Hans Grisebach (* 26. Juli 1848 in Göttingen; † 11. Mai 1904 in Charlottenburg; vollständiger Name Johann Otto Friedrich Julius Grisebach[1]) war ein deutscher Architekt.

Hans Grisebach, Porträt von Max Liebermann 1892

Familie Bearbeiten

Hans Grisebach war der Sohn des Botanikers August Grisebach. In Wiesbaden heiratete er 1880 Emmy Grisebach, eine Urenkelin von Georg Friedrich von Briesen auf Wengeln, Niederschlesien[2]. Ihr Sohn war der Kunsthistoriker August Grisebach. Die Tochter Eveline Grisebach (1890–1965) heiratete den Schweizer Maler Hermann Huber.
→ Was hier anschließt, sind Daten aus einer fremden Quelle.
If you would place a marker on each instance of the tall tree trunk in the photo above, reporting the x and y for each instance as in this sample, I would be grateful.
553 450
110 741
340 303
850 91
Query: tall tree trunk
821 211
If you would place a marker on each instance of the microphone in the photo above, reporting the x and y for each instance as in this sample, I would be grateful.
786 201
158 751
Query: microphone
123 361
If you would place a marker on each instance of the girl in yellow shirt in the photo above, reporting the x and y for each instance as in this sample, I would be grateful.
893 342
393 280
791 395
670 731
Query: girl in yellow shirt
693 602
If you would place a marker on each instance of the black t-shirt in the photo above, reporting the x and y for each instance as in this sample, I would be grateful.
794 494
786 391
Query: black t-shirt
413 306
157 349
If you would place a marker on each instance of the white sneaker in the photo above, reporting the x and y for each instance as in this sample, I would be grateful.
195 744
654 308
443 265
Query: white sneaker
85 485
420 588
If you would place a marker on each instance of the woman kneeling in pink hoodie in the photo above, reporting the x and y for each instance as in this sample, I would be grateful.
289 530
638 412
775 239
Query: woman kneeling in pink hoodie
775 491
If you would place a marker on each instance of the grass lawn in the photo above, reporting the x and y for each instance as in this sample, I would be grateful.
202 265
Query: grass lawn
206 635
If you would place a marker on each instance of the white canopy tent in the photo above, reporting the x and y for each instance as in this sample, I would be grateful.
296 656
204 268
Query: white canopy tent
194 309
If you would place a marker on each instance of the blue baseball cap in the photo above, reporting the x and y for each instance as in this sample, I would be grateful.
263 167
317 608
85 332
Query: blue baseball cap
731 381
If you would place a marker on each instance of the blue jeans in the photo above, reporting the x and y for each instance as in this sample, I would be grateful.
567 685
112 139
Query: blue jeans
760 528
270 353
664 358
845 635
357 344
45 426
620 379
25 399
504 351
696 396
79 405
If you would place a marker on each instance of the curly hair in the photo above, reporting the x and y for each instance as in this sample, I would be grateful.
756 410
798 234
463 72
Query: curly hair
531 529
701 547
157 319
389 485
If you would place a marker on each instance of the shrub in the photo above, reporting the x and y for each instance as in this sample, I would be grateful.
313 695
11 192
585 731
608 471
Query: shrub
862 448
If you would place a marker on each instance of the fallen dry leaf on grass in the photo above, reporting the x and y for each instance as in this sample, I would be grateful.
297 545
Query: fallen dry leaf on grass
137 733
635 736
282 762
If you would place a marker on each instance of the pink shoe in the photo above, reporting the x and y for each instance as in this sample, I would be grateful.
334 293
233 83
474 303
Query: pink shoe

Die Tochter Eleonora Grisebach (1895–1940) heiratete den Regierungsbaumeister Günther Wedow (1890–1945). Grisebachs zweiter Sohn Eduard starb mit elf Jahren an einem Unfall[3]. Der Architekt Helmuth Grisebach (1883–1970)[4] war sein Neffe.

Ausbildung, Leben und Wirken Bearbeiten

Hans Grisebach studierte von 1868 bis 1873 Architektur an der Polytechnischen Schule in Hannover (unterbrochen vom Militärdienst 1870/71) und war Schüler von Conrad Wilhelm Hase. Schon vor Beendigung seines Studiums war er ab 1872 Mitarbeiter in Hases Architekturbüro in Hannover. Nach dem Studium folgte 1873–76 eine Anstellung bei Friedrich von Schmidt in Wien. Im Anschluss von Reisen nach Frankreich, Spanien, Italien und Malta kehrte Grisebach nach Deutschland zurück und ließ sich zunächst als Privatarchitekt und Bauführer in Wiesbaden nieder. 1880 erfolgte der Wechsel nach Berlin, wo er ebenfalls als Privatarchitekt wirkte und zeitweise Assistent von Johannes Otzen an der Technischen Hochschule Charlottenburg war. Die Hauptschaffensphase umfasst die Jahre ab 1889 bis 1901, in der Hans Grisebach in einer Arbeitsgemeinschaft mit dem Architekten Georg Dinklage wirkte.[5] In den letzten Jahren seines Lebens befasste sich Grisebach als ein von Jugend auf begeisterter Büchersammler fast ausschließlich mit seiner umfangreichen und wertvollen Bibliothek.[6]

Werk Bearbeiten

Grisebach realisierte verschiedene Projekte im Stil des Historismus und der deutschen Neorenaissance, er wird auch apostrophiert als „Architekt der Berliner Secession“.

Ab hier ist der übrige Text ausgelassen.